25 décembre 2024 à 09:37:26

CD digifile

2024

2 titres pour 47'06''

Une petite vidéo:

Tenebrisme, one man band derrière lequel s'active Kaëlig, est de retour avec un quatrième opus, toujours dans cette veine black atmosphérique instrumentale qui est sa marque de fabrique. Cette fois-ci, il se focalise sur le mythe de Sisyphe, un homme condamné au supplice de rouler une pierre énorme en haut d'une montagne (lié à la mythologie grecque) et renvoyant au symbole de la répétitivité de la vie et l’absurdité qui en découle. Je simplifie à mort, évidemment. Et toujours lié à la peinture, plus spécialement au ténébrisme par le choix des titres et de leur illustration.

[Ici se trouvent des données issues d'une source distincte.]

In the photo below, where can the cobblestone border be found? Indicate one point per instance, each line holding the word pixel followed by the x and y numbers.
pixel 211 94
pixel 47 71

Le premier titre, 'La question sans réponse' (lié à la peinture du même nom de Franz Von Stuck), pose les bases d'un titre plutôt court chez Tenebrisme. Ne faisant que 5'35'', celui-ci sert de hors d'œuvre et amène l'aspect atmosphérique aux confins de ce que l'on peut envisager, laissant le titre se poser lentement vers ce qui pourrait être la ligne floue en black atmosphérique et ambient, nécessaire pour poser les bases du second titre.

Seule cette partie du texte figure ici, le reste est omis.